AB'nin ekonomik olarak görece geri kalmış ülkelerinden olan Romanya, Birliğe üyeliği sonrasında ekonomik ve siyasi olarak ciddi bazı kazanımlar elde etse de, ülkenin genç nüfusunun gelişmiş Avrupa ülkelerine yerleşmesi bağlamında yaşanan beyin göçü, ekonominin son yıllarda beklendiği ölçüde iyi gitmemesi ve ülkedeki iki büyük siyasi parti (merkez sol Sosyal Demokrat Parti/PSD ile merkez sağ Ulusal Liberal Parti/PNL) temelinde şekillenen siyasi sisteme halkın duyduğu tepkiler nedeniyle son yıllarda zor bir dönemden geçmektedir. Öyle ki, geçtiğimiz yıl sonunda düzenlenen Cumhurbaşkanlığı seçimleri, aşırı sağcı aday Calin Georgescu'nun ilk turu önde tamamlamasının ardından siyasi ve hukuki bir krize neden olmuş ve neticede Romanya Anayasa Mahkemesi tarafından seçim iptal edilerek 2025 yılına ertelenmiştir. Bu olay, ABD Başkan Yardımcısı J.D. Vance'in olaylı Münih Güvenlik Konferansı konuşmasında bile gündeme getirilmiş ve Avrupa'nın demokrasi anlayışı eleştirilmiştir.

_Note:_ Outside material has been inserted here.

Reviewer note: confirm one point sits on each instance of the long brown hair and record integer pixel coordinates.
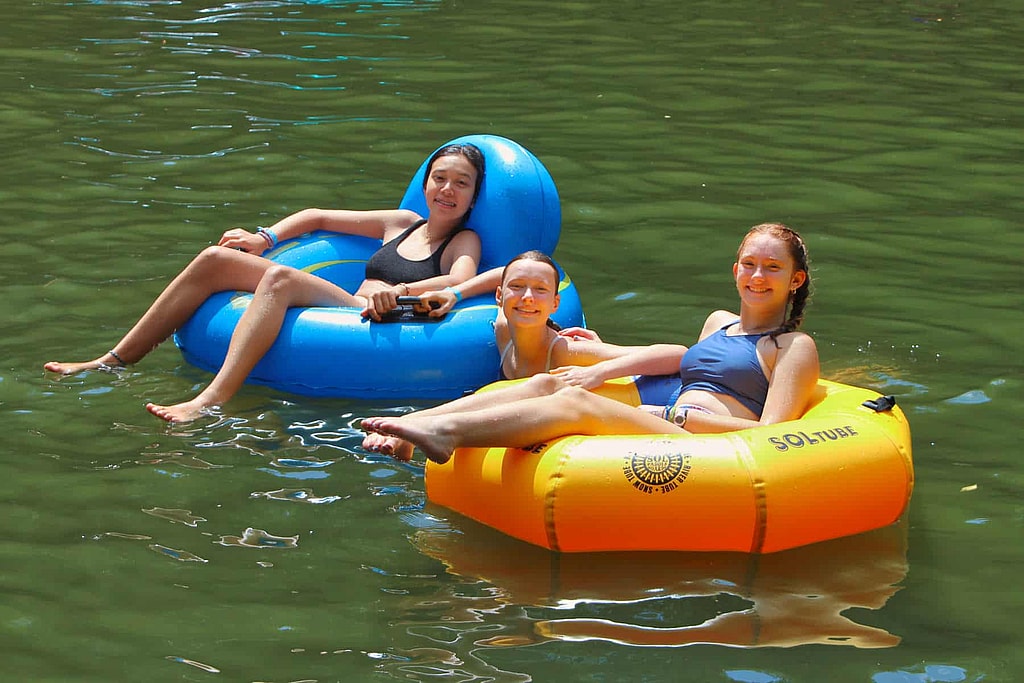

2025 Romanya Cumhurbaşkanlığı seçimleri ikinci tur sonuçları
Kaynak: The Guardian
2025 yılı 4 Mayıs tarihinde düzenlenen ilk tur seçimlerini ise, Georgescu'nun yerine aday olan aşırı milliyetçi Rumen Birliği İttifakı (AUR) partisi lideri olan 1986 doğumlu genç ve karizmatik siyasetçi George Simion, yüzde 41 civarında oyla, yüzde 20,99 oyda kalan Bükreş Belediye Başkanı Nicuşor Dan'ın çok önünde ilk sırada tamamlamıştı. Bu bağlamda, seçimleri Simion'un kazanmasına kesin gözle bakılmasına karşın, AB'nin de etkisiyle son düzlükte merkezci aday Nicuşor Dan Romen halkı nezdinde daha makbul görülmüş ve yüzde 54'e yakın bir oyla yeni Romanya Cumhurbaşkanı seçilmiştir. Aşırı sağcı ve milliyetçi aday Simion ise yüzde 46,5 oyda kalmıştır.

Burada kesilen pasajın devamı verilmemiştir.